Each state now has laws to combat stalking in some form. In Los Angeles, the police department's Threat Management Unit exclusively deals with stalking. In 2004 it handled 60 celebrity cases. That's typical, said the unit's leader, Detective Jeff Dunn.
"I think there's a rise in reporting," Dunn said. "Early in the '90s, there was reluctance for fear of negative publicity. I don't think they were widely reported. Now in 2005, you can't turn on the TV without seeing a story about some sort of stalking. It doesn't carry the negative stigma anymore."
In recent years, Pamela Anderson, Madonna, Steven Spielberg, Nicole Kidman, David Letterman and Gwyneth Paltrow have had stalkers. In the past two weeks alone, people were convicted or pleaded no contest to stalking Gibson and Zeta-Jones. And in the Kournikova case, a man was arrested Jan. 30 after swimming nude across Biscayne Bay toward Kournikova's $5-million estate on Sunset Island 3, then turning up on the pool deck at the wrong house and yelling, "Anna! Save me!"

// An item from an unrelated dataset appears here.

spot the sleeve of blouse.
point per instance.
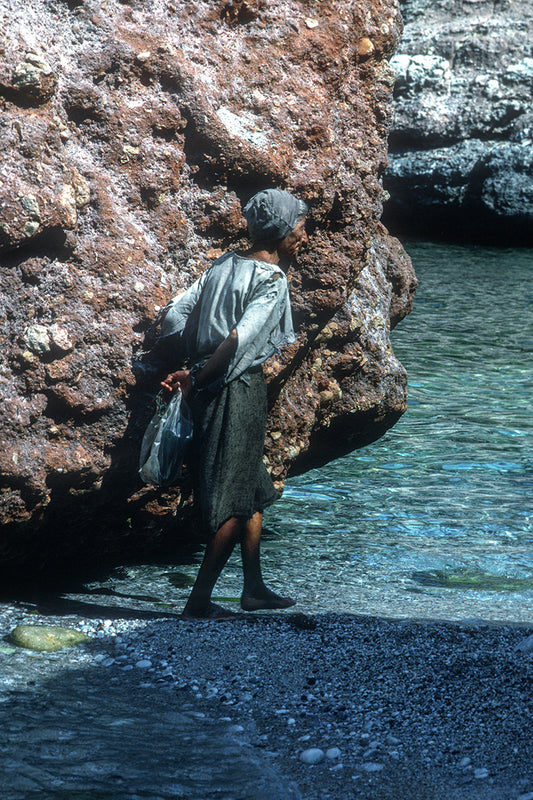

Dunn said that for every celebrity stalking case that's splashed across headlines, 20 are never heard about. Those cases often fall to Lane, who after helping establish the Los Angeles police's antistalking unit started a personal security firm, Omega Threat Management Inc. It's one of several such companies that take care of celebrities' threats, for a price.
"In this day in age, public figures of all types have a much better idea of the risks that are present that come with their visibility," Lane said. "The incentive to hiring a private firm is to help resolve the issue, to help control the threat. Some of these cases do get dangerous."
Mental health plays a major part in the crime of stalking. But stalking isn't always the result of a mental disorder.
"Most of the time what you've got is an individual who is lonely or socially incompetent," said Mace Benson, a psychiatrist at the University of California-Los Angeles who has worked on many stalking cases.
When mental health is an issue, disorders such as schizophrenia or some form of dementia and an emotional real-life trigger are usually to blame. These elements combined make it easier for a person to break down that invisible fourth wall.
"Usually, there's been some kind of major loss in the life of the individual, either one event or a series of events," psychologist J. Reid Meloy said. "They then create a private bizarre reality that is very defined."
Meloy has researched stalking since 1989, was the editor of the first science journal on the subject and has consulted on high-profile cases like Madonna's and Paltrow's.
"Somehow, they connect at very deep emotional level," Meloy said. "With the Paltrow case, he saw her in the movie Shakespeare in Love and formed a bond. The onset was very rapid."
Stopping a stalker is often easy, according to the experts. In most instances, it takes just an intervention. In extreme cases, confrontation might be the salt on the wound.
"Real events will occur that will often anger the celebrity stalker," Meloy said. "Those events are often something like him feeling rejected or maybe it's something security did or said to him. Because he feels he's entitled, there could be danger with the celebrity following the rejection."
Such was the case with Dante Michael Soiu, Paltrow's stalker. Meloy said Soiu developed a "rescue fantasy" after reading and seeing tabloid and TV reports about Paltrow's relationship woes with Ben Affleck. The frequency of his letters and e-mails to Paltrow increased. After being convicted in 2000, Soiu was sent to a high-security mental facility because the judge, with the help of Meloy and three other mental health professionals, determined that Soiu was insane.
But that was a rarity. "Most stalking cases, including celebrity stalking, don't get to the point of criminal prosecution," Lane said.
Evans' experience never reached the courthouse - or a conclusion. She actively speaks out on the subject. And she will never forget about him.
"It has a lasting effect on me," Evans said. "I love what I do. I'm so grateful I've been able to get my life back after that horrible experience."